Reading the Form 3 literature coming hot off the presses, and noticed something called Draft Resin, with 300um layer heights. This is just what the doctor ordered to finally make me give up my Form 1+!
Did I miss something and has the new resin been officially announced yet?
Draft resin is super cool and remarkably fun to use. As someone who usually uses general purpose or grey pro, I am amazed at how quickly it prints. And the 300µm layers look sharp—much cleaner than the Form 1+ draft mode.
A coworker here recently reached out to an amazing artist named Daniele Danko Angelozzi to ask if we could do some tests with their beautiful character model Torquato di Tanafonda , pictured below.
This sculpture is cut into 9 pieces for production. A 7" tall print of this statue(not pictured) was printed in Formlabs Gray V4 resin, which took about 30 hours to print with our 50 micron setting.
The Draft Resin version of the statue, which stands at 15 inches tall, took 13 hours to print in total. Check it out below.

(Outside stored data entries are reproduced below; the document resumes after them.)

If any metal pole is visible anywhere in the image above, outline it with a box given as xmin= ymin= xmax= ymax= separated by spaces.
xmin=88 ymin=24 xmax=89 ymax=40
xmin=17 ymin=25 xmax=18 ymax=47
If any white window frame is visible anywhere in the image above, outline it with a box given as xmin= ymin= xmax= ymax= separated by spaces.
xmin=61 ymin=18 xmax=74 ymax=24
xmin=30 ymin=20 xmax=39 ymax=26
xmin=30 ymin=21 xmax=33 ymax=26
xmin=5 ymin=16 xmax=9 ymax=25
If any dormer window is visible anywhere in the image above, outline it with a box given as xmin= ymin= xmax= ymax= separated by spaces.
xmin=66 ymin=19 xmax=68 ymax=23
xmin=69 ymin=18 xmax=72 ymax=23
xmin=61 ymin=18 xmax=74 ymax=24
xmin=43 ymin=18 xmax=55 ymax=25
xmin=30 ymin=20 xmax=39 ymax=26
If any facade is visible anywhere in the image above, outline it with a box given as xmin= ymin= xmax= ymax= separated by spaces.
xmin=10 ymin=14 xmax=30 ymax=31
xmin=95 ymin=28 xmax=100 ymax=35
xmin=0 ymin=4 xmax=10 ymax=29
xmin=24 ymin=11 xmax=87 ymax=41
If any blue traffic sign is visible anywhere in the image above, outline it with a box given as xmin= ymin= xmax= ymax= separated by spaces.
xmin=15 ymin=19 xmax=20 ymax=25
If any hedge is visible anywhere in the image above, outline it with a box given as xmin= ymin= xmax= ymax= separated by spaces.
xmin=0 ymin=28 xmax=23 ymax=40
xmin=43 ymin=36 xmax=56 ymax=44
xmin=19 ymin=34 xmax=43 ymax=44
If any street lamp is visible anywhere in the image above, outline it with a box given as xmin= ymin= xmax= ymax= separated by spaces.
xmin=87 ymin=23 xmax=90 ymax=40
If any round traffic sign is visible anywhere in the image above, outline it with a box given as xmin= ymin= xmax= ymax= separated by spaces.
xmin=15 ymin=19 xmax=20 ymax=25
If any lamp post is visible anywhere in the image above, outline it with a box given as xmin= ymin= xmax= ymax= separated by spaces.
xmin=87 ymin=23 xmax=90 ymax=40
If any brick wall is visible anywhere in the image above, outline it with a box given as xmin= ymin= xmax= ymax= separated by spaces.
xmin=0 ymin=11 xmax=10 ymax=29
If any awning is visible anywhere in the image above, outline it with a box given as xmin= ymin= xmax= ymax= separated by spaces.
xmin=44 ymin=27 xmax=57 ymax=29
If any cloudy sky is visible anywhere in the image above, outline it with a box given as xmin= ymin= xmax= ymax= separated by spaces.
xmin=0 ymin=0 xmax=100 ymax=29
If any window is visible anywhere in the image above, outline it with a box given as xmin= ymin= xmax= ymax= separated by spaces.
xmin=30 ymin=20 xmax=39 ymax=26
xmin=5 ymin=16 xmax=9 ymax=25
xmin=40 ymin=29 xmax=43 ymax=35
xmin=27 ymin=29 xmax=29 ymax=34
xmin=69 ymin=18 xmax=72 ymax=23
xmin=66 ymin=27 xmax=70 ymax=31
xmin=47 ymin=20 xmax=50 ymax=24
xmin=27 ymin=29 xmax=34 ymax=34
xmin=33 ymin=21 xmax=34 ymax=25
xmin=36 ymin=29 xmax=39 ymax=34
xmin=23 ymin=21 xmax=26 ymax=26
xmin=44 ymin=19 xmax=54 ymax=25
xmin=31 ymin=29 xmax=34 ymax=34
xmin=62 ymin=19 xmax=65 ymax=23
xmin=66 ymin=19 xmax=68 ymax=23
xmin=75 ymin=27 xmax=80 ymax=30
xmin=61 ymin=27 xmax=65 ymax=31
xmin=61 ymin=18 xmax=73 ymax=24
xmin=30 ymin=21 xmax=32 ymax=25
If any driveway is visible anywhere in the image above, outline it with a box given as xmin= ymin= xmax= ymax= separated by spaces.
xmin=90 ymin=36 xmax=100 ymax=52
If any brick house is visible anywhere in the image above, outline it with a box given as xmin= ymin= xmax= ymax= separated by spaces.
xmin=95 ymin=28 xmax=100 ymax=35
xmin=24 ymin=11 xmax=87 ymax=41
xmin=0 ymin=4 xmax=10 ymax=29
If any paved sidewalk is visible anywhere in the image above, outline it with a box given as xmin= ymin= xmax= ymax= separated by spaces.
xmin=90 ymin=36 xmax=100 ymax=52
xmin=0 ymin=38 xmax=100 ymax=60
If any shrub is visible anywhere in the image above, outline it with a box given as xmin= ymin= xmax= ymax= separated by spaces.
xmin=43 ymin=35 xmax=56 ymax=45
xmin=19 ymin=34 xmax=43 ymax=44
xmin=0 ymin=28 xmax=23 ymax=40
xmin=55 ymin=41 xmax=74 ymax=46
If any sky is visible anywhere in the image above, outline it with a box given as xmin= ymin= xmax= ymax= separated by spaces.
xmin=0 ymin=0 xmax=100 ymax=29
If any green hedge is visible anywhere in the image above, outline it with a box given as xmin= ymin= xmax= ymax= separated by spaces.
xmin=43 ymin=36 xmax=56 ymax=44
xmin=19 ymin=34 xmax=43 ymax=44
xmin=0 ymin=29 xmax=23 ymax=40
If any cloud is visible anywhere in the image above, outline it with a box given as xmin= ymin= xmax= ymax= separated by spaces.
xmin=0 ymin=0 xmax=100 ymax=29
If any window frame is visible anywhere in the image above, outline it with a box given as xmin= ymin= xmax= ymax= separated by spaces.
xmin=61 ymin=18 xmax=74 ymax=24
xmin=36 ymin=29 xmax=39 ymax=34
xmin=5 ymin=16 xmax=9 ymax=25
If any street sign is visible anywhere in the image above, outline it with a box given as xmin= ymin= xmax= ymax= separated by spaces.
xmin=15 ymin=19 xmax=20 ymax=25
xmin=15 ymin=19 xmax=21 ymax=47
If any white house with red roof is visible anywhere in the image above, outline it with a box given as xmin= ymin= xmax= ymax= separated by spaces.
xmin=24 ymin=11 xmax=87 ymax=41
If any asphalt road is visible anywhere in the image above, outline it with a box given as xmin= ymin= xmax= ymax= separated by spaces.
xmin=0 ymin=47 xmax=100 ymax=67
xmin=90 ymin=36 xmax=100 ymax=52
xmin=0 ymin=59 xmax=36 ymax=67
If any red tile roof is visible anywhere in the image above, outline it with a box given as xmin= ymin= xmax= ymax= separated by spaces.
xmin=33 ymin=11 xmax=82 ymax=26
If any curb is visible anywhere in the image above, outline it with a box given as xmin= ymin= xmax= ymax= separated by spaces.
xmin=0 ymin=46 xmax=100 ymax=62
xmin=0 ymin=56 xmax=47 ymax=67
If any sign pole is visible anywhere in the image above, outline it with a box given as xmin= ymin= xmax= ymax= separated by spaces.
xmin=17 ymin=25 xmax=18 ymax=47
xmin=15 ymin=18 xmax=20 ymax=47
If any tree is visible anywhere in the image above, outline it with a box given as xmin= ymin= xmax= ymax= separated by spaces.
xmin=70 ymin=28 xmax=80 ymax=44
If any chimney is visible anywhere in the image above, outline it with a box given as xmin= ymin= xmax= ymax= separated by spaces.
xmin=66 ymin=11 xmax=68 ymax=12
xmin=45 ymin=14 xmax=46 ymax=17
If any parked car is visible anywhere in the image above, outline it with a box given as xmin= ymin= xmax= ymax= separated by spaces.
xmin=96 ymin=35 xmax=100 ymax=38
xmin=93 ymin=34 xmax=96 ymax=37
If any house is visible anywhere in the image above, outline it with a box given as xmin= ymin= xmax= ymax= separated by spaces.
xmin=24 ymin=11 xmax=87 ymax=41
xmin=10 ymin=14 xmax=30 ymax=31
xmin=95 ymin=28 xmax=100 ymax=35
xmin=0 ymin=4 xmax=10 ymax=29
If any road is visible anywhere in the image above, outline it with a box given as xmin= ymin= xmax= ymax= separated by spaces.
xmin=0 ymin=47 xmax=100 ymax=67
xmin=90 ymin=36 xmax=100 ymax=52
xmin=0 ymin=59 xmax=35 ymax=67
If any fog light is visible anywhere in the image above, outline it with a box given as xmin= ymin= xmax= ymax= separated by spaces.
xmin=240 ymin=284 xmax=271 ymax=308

The numbers in the spec sheet https://formlabs-media.formlabs.com/datasheets/Draft_DataSheet_.pdf reflect that Draft is less stiff/brittle than General Purpose resins, but weaker in terms of ultimate strength. The higher elongation will translate to more impact resistance than general purpose resins, but not as much as Durable. I’d say that mechanically it’s somewhere between General Purpose and Durable. Hopefully that helps!

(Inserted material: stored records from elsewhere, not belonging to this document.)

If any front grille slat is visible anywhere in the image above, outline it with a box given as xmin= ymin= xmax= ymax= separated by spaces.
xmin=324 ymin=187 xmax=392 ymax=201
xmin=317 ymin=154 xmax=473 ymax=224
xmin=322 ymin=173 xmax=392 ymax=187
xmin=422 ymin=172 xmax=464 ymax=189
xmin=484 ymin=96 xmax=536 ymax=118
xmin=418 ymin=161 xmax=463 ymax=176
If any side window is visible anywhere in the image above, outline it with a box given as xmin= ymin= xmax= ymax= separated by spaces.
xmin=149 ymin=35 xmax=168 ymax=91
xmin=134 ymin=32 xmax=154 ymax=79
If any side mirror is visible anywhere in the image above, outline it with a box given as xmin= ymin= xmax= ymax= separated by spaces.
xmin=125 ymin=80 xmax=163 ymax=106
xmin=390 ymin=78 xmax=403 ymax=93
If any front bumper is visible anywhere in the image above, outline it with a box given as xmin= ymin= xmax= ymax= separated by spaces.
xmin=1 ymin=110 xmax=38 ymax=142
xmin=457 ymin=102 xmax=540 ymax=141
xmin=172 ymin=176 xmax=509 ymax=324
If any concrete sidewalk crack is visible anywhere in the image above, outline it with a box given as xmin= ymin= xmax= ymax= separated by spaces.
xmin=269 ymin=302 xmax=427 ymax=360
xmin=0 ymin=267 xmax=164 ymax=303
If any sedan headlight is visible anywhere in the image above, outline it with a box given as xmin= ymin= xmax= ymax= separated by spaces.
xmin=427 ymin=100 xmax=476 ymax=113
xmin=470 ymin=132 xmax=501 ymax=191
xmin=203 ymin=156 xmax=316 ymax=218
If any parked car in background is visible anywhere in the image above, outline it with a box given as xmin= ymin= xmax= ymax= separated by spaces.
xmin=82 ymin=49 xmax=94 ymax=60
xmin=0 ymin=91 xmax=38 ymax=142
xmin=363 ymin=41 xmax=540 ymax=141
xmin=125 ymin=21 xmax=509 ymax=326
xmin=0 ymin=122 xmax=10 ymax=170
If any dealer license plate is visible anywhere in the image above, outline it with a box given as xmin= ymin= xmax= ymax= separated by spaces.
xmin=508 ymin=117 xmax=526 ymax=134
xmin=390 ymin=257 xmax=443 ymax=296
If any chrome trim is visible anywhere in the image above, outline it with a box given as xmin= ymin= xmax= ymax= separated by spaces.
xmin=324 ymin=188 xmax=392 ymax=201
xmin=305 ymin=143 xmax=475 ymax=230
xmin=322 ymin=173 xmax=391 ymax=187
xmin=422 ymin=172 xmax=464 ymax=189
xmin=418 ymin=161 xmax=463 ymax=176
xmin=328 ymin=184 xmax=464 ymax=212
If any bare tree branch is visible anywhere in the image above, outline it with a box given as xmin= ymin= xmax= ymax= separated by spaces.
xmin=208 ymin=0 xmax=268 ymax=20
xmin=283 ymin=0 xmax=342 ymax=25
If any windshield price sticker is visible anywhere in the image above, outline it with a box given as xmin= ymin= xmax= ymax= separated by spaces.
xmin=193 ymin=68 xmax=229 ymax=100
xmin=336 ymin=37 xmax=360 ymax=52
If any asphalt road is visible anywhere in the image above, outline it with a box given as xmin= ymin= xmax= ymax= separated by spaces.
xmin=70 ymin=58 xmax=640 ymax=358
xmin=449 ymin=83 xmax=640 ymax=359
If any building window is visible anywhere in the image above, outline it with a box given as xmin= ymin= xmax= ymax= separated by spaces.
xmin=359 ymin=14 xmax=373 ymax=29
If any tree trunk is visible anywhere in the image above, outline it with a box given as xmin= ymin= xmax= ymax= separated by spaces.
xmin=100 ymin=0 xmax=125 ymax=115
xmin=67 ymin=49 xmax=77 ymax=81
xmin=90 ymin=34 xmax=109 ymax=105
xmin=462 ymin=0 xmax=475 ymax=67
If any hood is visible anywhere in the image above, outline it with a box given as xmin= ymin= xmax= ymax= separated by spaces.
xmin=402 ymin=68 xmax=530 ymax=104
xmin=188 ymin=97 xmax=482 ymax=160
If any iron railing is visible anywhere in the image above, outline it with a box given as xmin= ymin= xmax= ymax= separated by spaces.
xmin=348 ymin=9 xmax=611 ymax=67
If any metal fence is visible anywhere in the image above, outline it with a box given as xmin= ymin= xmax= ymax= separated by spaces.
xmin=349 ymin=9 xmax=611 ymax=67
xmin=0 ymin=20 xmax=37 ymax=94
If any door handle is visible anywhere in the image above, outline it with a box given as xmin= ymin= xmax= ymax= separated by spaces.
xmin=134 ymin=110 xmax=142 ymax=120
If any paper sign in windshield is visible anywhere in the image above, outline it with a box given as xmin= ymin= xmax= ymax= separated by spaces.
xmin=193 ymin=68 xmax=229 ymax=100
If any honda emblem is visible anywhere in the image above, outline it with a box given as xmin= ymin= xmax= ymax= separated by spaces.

Here’s my Giraffe Calf in Draft: I did this little pet project while testing Draft Resin internally. I 3D-scanned the pictured Giraffe Calf figurine (which is not 3D printed), and edited the resulting mesh to remove local minima so I could print unsupported, directly on the build platform. Then I hollowed it out for even faster printing, and scaled it up to the maximum build height of a Form 2 (or within one 300µm layer of the max height, at least). In total, this version took only 2 hours 37 minutes to print!
Awesome! If you don’t mind me going off on a tooling tangent… what kind of 3D scanner did you use and how clean was the resulting mesh? What software did you use to clean it up and hollow it out (e.g. MeshMixer)?

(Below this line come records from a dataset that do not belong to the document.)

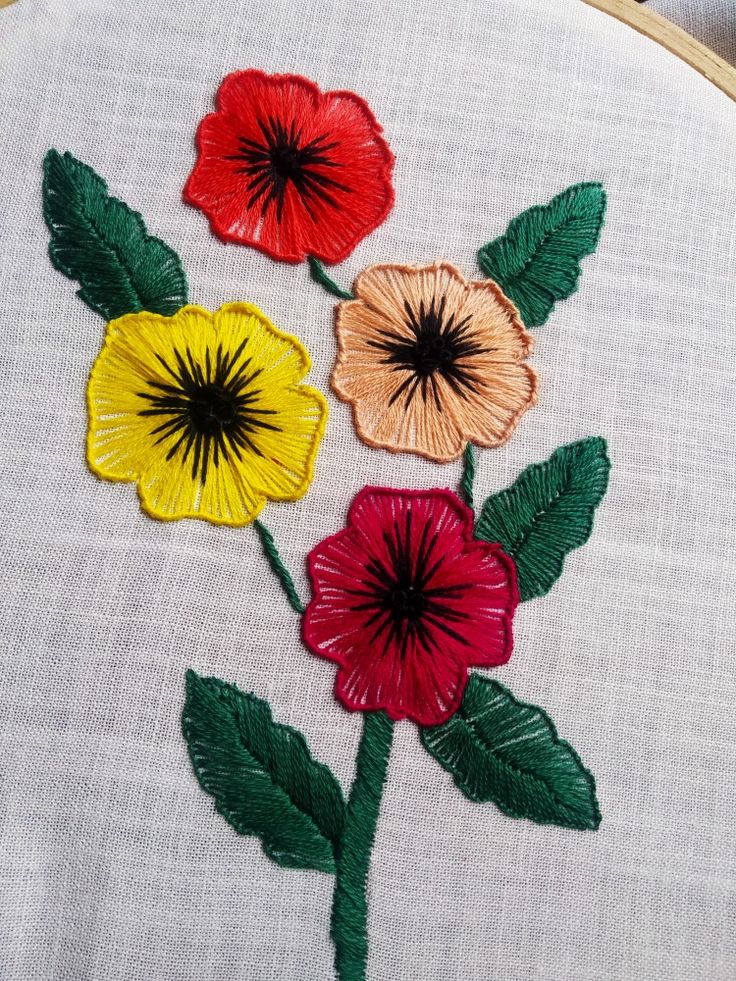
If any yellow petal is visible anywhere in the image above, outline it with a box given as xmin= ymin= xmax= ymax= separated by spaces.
xmin=87 ymin=303 xmax=327 ymax=526
xmin=87 ymin=307 xmax=214 ymax=481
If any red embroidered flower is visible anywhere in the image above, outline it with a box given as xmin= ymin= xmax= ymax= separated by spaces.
xmin=184 ymin=70 xmax=395 ymax=264
xmin=303 ymin=487 xmax=518 ymax=726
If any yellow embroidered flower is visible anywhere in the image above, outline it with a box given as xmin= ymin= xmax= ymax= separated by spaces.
xmin=332 ymin=261 xmax=538 ymax=462
xmin=87 ymin=303 xmax=328 ymax=526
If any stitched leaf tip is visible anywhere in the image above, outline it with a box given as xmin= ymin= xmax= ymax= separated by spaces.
xmin=182 ymin=670 xmax=345 ymax=873
xmin=475 ymin=436 xmax=611 ymax=600
xmin=420 ymin=675 xmax=601 ymax=830
xmin=478 ymin=182 xmax=606 ymax=328
xmin=42 ymin=148 xmax=188 ymax=321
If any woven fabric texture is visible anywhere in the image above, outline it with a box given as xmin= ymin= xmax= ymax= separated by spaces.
xmin=1 ymin=0 xmax=735 ymax=978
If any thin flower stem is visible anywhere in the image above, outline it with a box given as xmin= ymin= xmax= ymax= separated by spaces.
xmin=253 ymin=519 xmax=305 ymax=615
xmin=331 ymin=711 xmax=394 ymax=981
xmin=308 ymin=255 xmax=354 ymax=301
xmin=461 ymin=442 xmax=476 ymax=511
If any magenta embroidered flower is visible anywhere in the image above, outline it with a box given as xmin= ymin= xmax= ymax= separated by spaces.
xmin=303 ymin=486 xmax=518 ymax=726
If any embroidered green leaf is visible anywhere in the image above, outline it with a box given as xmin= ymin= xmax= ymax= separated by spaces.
xmin=475 ymin=437 xmax=610 ymax=600
xmin=182 ymin=671 xmax=345 ymax=873
xmin=42 ymin=149 xmax=188 ymax=320
xmin=421 ymin=675 xmax=600 ymax=830
xmin=478 ymin=182 xmax=606 ymax=328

The scanner was a NextEngine with a turntable, and the hollowing was in Meshmixer. I don’t think cleanup from the NextEngine was too bad, and I was able to get away with mostly just reducing the mesh a lot. I could have used Meshmixer to make the vent holes for printing hollow directly, but I wound up making some geometry in OpenSCAD to subtract from the hollow giraffe mesh in Meshmixer, to make that step more repeatable.
Reading the Form 3 literature coming hot off the presses, and noticed something called Draft Resin, with 300um layer heights. This is just what the doctor ordered to finally make me give up my Form 1+!
Yeah, the Draft Resin with 300um layer heights is a game-changer for speed and efficiency. It’s perfect for quick prototypes without sacrificing too much detail. As for the official announcement, it seems like you’re right on the cutting edge. The buzz about it has been pretty strong, but I haven’t seen an official announcement yet either.